Superselective angioembolization has a high success rate for resolution of persistent and delayed bleeding, with most series reporting >80% success in adults and children. Even if initial angioembolization is not successful, a repeat angioembolization can be successfully performed.
Complications of renal angioembolization include postembolization syndrome, persistent bleeding, and postembolization abscess. Postembolization syndrome is a self-limited condition, which includes flank pain, fever, and possible ileus, and occurs in <10% of patients. The symptoms typically resolve within 3–4 days. If the fever persists, evaluation for postembolization abscess is indicated.
Surgery
Patients who are hemodynamically unstable from the kidney require exploration and subsequent nephrectomy/renorrhaphy. The only absolute intraoperative indication for kidney exploration is a pulsatile and expanding retroperitoneal hematoma that suggests a life-threatening renal artery laceration .
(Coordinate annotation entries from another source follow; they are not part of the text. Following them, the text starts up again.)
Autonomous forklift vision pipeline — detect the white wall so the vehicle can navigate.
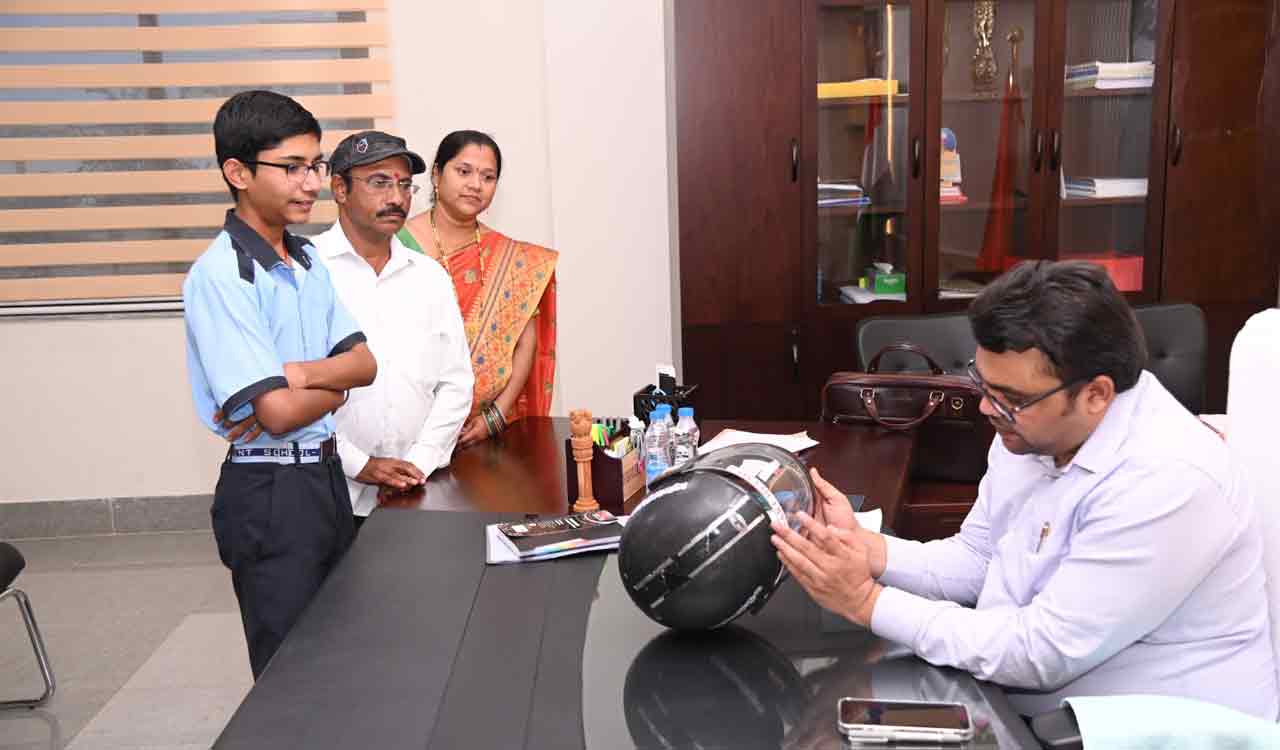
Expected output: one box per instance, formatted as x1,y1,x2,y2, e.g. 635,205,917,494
0,316,227,503
0,0,678,503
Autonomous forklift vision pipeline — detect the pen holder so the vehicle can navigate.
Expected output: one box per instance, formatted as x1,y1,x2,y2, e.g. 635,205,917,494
564,430,644,516
631,384,698,426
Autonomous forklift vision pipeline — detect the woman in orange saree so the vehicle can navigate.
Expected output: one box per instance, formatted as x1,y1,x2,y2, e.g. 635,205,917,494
398,131,557,448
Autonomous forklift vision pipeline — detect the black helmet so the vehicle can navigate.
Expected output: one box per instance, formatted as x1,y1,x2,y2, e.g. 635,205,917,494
618,443,815,630
622,626,809,747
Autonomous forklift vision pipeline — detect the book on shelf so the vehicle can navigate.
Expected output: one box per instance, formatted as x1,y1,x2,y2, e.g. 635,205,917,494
818,78,897,99
485,509,626,564
1066,60,1156,81
1066,60,1156,90
840,284,906,305
818,179,872,207
1066,77,1155,91
938,278,986,299
938,184,969,206
1062,177,1147,198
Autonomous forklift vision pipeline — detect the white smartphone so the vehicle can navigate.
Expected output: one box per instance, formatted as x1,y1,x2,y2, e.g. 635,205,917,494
836,698,973,742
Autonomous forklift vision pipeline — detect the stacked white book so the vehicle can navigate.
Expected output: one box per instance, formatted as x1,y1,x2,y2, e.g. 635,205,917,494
1062,177,1147,198
1066,60,1156,88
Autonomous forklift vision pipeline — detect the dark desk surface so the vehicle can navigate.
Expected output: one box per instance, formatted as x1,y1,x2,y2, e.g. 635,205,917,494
384,417,913,526
215,421,1036,750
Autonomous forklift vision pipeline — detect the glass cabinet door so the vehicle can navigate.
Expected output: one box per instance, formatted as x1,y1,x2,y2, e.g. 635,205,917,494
815,0,923,305
1050,0,1158,293
925,0,1043,301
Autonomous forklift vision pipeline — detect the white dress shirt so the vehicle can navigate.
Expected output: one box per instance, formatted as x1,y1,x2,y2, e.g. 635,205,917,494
311,223,475,516
872,372,1277,721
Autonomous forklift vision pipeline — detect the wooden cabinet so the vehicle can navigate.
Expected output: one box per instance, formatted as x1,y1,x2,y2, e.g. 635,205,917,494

For early control of vessels, an incision is made in the posterior mesentery medial to the inferior mesenteric vein over the aorta, and vessel loops are applied around the renal vessels and tightened if needed ( Fig. 26.4 ). If the renal injury is too severe to repair or would leave a very small portion of remaining kidney, nephrectomy should be performed. In addition, if the patient is unstable and it is safest to expedite surgery with nephrectomy to save the life of the patient because of hypothermia, coagulopathy, or ongoing blood loss, nephrectomy should be performed. In a penetrating injury, especially high-velocity gunshot wounds, it is important to inspect the ipsilateral ureter for any injury and repair if found.